Il est important de reconnaître que les mennonites étaient des migrants et se sont installés sur les terres des peuples autochtones. « Il est essentiel que les mennonites comprennent et acceptent les implications de cette histoire pour leurs propres connaissances historiques et agissent sur les droits autochtones à la terre de nos jours », a déclaré Epp. « Nous espérons que le public apprendra, questionnera, réfléchira, poursuivra la conversation et prendra des mesures pour remédier aux torts historiques, ainsi que pour développer des récits révisés de l’histoire mennonite. »

Tous sont les bienvenus du 12 au 15 mai pour en savoir plus sur les Rencontres Indigènes-Mennonites. Il y aura également des activités en personne comme un rassemblement au Ceremonial Fire Grounds et une exposition de photographies en plein air «On the Land» de Bangishimo Johnston. L’intention des séances universitaires et des activités en personne est d’aborder le passé de l’histoire coloniale des colons mennonites et de faire un effort pour faire progresser la réconciliation et rendre justice aux relations entre les Autochtones et les colons.

L’inscription est obligatoire pour y assister. Apprenez-en plus en ligne : https://uwaterloo.ca/indigenous-mennonite-encounters/.

Inscriptions ouvertes pour l’atelier théâtre forum

  Un atelier pour l'image de la bannière de la faculté de Waterloo.

Un atelier pour les professeurs de Waterloo leur donnera les compétences et les outils nécessaires pour utiliser le théâtre forum comme l’un de leurs outils pédagogiques en classe.

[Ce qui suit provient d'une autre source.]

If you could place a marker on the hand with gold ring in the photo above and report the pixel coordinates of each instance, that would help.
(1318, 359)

Le professeur d’études culturelles et linguistiques Amir Al-Azraki dirigera l’atelier de deux jours, intitulé « Forum Théâtre en tant que pédagogie transitive : un atelier pour les professeurs de l’UW » qui se déroulera les 14 et 15 mai 2022.

« Dans cet atelier de deux jours, vous acquerrez les compétences et les outils nécessaires pour utiliser Forum Théâtre comme l’un de vos outils pédagogiques en classe », indique une note des organisateurs de l’atelier.Forum Théâtre est une des techniques de Théâtre des Opprimés est originaire du Brésil par théâtre réalisateur et activiste Augusto Boal. C’est un jeu théâtral dans lequel les participants sont transformés de spectateurs passifs en participants actifs (spect-acteurs), s’engageant dans un dialogue critique et répétant pour le changement. »

L’atelier fait partie d’une étude de recherche financée par une subvention de recherche Renison. Votre participation peut inclure :

  • enquête post-atelier (tous les participants) – 10 minutes
  • faciliter une forum théâtre activité dans votre classe (facultatif) – 1,5 heures
  • entretien de suivi (3-6 participants échantillonnés) – 30 minutes
  • enquête auprès des étudiants (3-6 classes échantillonnées) – 10 minutes

Si vous êtes membre du corps professoral de Waterloo, vous pouvez vous inscrire. Pour plus d’informations, veuillez contacter le professeur Amir Al-Azraki du Département d’études linguistiques et culturelles au 519-884-4404 ext. 28671 ou par courriel à aaliazraki@uwaterloo.ca.

Vous pouvez également vous inscrire sur Eventbrite. Clôture des inscriptions le 6 mai.